For brands, that data is gold, but mining it in-store has been elusive for too long. Those detailed metrics were only available for digital ads—now it’s within reach in-store. And, with the latest technology, measurement can be privacy-safe. In 2017, PRN’s parent company STRATACACHE aquired a Finnish firm called Walkbase whose sensor tech can measure ad proximity and in-store pathing without a camera. With innovations like these, Walkbase is helping brands understand customer behavior in brick-and-mortar stores and translating this data into actionable insights.
Myth 3: “Retail media is only about selling high-margin media”
Reality: For too long, retail media has been seen as just selling ads. In fact, the term “retail media network” is starting to become a misnomer. Today’s retail media networks are closer to “retail audience connectors” than media networks. Data shows that for 45% percent of retail media networks, non-media solutions—such as the sale of first-party data, managed services, reporting and creative services—make up more than 40% of their revenue, up from just 33% RMNs last year.
Data is becoming an essential commodity in retail media. Retailers are not only monetizing ad space on the screen. Now they’re also monetizing the first-party data they own. They know how their loyalty club members moved through the store, how they interacted, and what they bought, and those data insights are invaluable to brands and marketers..
Myth 4: “In-store retail media only works for CPG/FMCG”
Reality: Not even close. Consumer packaged goods (CPG) brands, or fast-moving consumer goods (FMCG) brands as we call them in Europe, are only the tip of the iceberg. Brands across the spectrum can capture a piece of the pie by reaching high-intent shoppers in any store. We don’t even call it retail media now—the more accurate term is “commerce media.”
And “commerce” doesn’t only happen at the point of sale. PRN is currently partnering with a gym club in Europe with 1500 locations to monetize ads from a wide spectrum of brands only tangentially related to exercise, everyone from streaming platforms like Netflix and Disney Plus to fashion and shoe brands. We even work with the government in France, whose Ministry of Defense is trying to get new recruits in the gym. It’s one of our best advertisers there.
Myth 5: “Big retail media networks like Amazon will dominate for years to come”
Reality: If we talk about retail media as a hundred billion plus market, the majority of that spend is going to Amazon today. But the trend is that the pie is growing, and it’s not just major retailers like Walmart and Target gaining steam. Smaller, niche retail media networks are growing rapidly, creating a more competitive landscape.

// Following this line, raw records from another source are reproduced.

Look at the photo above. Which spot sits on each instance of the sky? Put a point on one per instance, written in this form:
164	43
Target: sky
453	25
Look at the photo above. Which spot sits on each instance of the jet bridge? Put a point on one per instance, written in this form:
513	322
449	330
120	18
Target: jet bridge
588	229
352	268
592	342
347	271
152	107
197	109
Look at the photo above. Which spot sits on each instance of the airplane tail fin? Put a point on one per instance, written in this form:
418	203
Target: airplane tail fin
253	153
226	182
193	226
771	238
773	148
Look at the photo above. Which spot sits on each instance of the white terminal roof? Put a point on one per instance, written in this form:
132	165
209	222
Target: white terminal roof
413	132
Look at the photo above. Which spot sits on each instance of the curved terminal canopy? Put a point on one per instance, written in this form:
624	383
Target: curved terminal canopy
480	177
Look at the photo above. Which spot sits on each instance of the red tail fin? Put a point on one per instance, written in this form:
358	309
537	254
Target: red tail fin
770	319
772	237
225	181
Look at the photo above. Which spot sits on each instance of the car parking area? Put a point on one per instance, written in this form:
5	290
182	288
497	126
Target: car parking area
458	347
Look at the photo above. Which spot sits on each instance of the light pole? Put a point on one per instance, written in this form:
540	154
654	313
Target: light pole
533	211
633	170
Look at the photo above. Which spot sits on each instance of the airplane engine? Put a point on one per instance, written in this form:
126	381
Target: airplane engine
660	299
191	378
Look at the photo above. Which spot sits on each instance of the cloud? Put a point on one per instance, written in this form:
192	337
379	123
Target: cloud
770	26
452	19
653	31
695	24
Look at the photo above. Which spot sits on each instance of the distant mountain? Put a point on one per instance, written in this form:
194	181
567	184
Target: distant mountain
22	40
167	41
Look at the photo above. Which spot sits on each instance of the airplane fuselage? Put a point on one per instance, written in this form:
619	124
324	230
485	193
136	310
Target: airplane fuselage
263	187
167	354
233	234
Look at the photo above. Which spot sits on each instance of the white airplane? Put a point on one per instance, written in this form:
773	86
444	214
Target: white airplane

Currently brands are working with around five to seven retail media networks across different markets on average, but amid this period of rapid retail media network growth, they will see new champions popping up—and new opportunities to reach audiences. At PRN, we’ve found that advertisers always want to diversify. They don’t want all their eggs in the Amazon basket. They want to test new things and challenge the status quo.
The all-mighty Amazon myth shrinks under scrutiny, especially now that the data measurement piece of the puzzle is falling into place for in-store retail media. For brands looking to get the most bang from their advertising bucks, it’s time to set aside retail media myths and cash in those reality checks.